Married: February 10, 1929 to William Roy Michie in Santa Rosa, California
Children:
Florence Corrine Michie - 24 December 1930
Living Daughter
Living Son

She began life in San Jose with the extended Dampier clan. She had three siblings: Gerald Homer "Jerry", Burton Roly "Burt" and little sister Edith Lurline "Lurline" Dampier, all of whom in adult life lived in the Los Altos area.

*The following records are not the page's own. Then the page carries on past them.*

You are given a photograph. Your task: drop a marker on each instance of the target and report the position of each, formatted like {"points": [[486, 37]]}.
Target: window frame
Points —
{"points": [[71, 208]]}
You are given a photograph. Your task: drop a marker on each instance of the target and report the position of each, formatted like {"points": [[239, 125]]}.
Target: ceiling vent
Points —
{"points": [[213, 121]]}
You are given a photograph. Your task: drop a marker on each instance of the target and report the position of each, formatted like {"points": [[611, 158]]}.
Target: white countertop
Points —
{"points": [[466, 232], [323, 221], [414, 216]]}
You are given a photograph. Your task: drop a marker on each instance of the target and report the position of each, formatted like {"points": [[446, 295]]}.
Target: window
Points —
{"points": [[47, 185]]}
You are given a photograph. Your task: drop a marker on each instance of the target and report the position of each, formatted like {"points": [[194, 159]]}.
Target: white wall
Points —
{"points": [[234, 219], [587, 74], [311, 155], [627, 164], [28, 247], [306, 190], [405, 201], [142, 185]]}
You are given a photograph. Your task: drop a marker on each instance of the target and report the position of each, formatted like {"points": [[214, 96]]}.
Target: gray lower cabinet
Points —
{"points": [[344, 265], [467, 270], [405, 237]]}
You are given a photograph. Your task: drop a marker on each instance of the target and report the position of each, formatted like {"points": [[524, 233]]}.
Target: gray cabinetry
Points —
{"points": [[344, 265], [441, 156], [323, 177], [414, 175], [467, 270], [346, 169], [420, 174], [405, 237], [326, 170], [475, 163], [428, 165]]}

The family moved around quite a bit as her father, a skilled door and sash man and planing machine blade setter, found employment at various places. Some marvelous stories of living on a house boat in Stockton, Ca.

She lost her mother in 1918 when she was about 11. Her father moved the family to Occidental where she spent about a year remembering the drippy cold of living in the redwoods. She then went to live with her mother's relations in Sebastopol, primarily Uncle Al and Aunt Mary Lunceford, with whom she lived through graduation from Analy High School. She moved to Santa Rosa, met and married Roy Michie in 1929.

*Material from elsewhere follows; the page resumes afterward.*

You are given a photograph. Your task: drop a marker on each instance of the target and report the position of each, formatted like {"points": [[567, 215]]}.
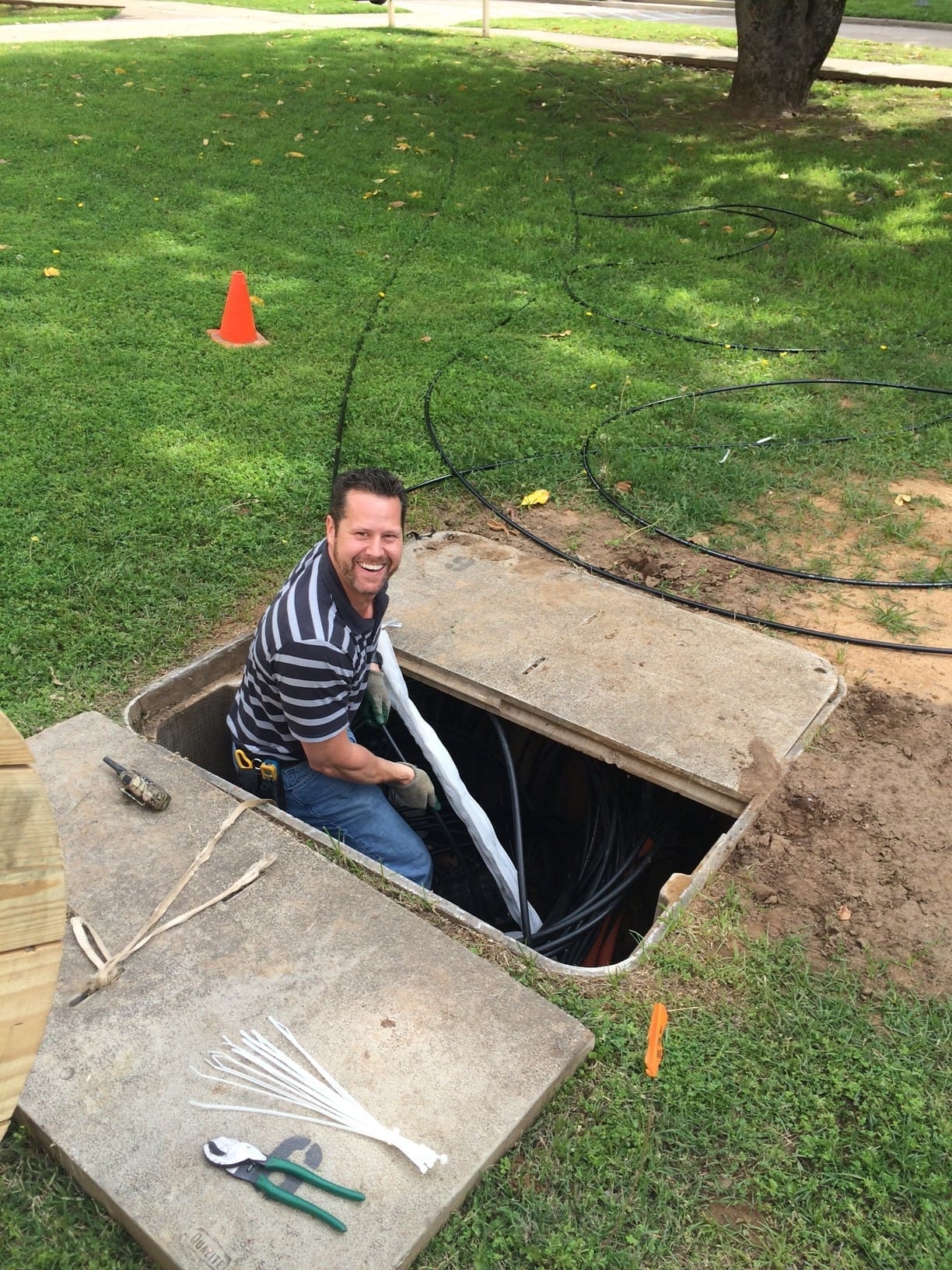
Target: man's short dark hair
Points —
{"points": [[369, 480]]}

Lucille loved a good story and laugh. Among the many stories of living in San Jose was her mother taking her and siblings to the 1915 San Francisco Pan-American Exhibition. They were made to sit and told not to move outside the Palace of Fine Arts as there might be art work too shocking for young innocent eyes. She thought this very odd at the time...that things must be pretty risque inside because they had been seated down on the rim of a fountain whose center piece was the statue of a little nude boy peeing.

One of her stories was as a young bride and new farm wife living next to her in-laws's farm. One day she helped her mother-in-law collect the eggs. Her mother-in-law remarked, "Well we'd better go in and clean up these sh..ty eggs". She was shocked to hear this sweet genteel Scottish lady using such language... learning the lesson that barnyard language is precisely that, with its appropriate use in context.

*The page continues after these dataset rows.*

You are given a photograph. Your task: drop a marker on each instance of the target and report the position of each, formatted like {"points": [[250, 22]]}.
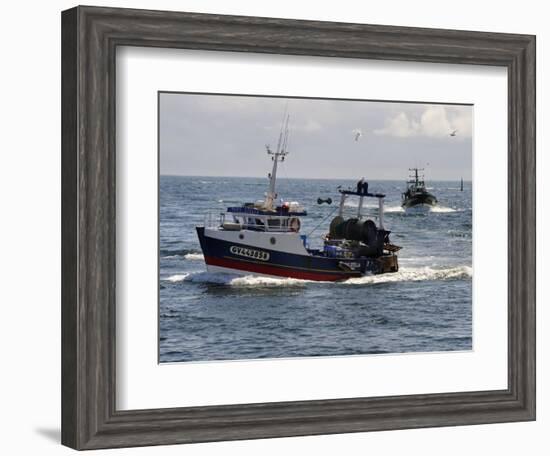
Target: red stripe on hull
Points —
{"points": [[276, 271]]}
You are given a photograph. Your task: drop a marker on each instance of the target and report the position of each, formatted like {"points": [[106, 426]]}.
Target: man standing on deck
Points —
{"points": [[361, 185]]}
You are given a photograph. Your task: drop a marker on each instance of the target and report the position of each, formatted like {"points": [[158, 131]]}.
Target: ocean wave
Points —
{"points": [[414, 275]]}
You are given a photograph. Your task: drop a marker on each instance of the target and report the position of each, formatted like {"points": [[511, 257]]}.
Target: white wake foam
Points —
{"points": [[442, 209], [404, 275], [194, 256], [235, 280], [414, 275], [176, 278]]}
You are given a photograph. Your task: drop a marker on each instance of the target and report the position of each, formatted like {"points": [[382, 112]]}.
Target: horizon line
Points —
{"points": [[312, 178]]}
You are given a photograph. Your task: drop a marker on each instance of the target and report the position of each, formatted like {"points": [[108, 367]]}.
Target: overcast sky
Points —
{"points": [[221, 135]]}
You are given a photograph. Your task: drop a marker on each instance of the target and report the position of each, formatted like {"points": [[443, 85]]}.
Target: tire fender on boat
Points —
{"points": [[294, 224]]}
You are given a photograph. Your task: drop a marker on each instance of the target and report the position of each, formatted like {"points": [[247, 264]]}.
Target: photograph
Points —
{"points": [[295, 227]]}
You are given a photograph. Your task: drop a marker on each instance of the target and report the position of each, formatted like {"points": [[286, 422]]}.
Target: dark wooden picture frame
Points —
{"points": [[90, 36]]}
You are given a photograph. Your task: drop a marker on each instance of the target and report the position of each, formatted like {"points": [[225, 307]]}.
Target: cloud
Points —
{"points": [[432, 122]]}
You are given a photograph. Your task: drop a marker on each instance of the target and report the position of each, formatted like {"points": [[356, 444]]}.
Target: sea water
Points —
{"points": [[425, 307]]}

Lucille and Roy's home on what came to be called "Michie Mountain" became the anchor for five generations of family: many reunions, gatherings and the place called home.

Seeing three children grown and on their own, she and Roy spent years traveling the US, Canada and Mexico by trailer. Loving her favorite stores, there was never a Safeway she could pass without stopping. Roy refused to fly. She made an around the world trip with dear friend, Irene Maxwell, partially to check out the prospective daughter-in-law her son met during Peace Corps in India. She readily approved.

In addition to her obituary below, Lucille was a family historian extraordinaire, with a keen interest to discover "who my people are". Her meticulous research, mostly by snail mail, was amazing and put her in touch with distant cousins throughout the US. Her original goal was to trace her lines to immigrants coming to the New World. This was fairly easily accomplished with her mother's family. But the further back she worked on her father's side the more and more elusive this became.

She would have been delighted to learn that her earliest immigrant ancestress came to Jamestown in 1610, a woman who found herself the defendant against a preacher in the earliest known breach of promise suit in the colonies. She won her case. A down to earth feminist, Lucille would have heartily approved.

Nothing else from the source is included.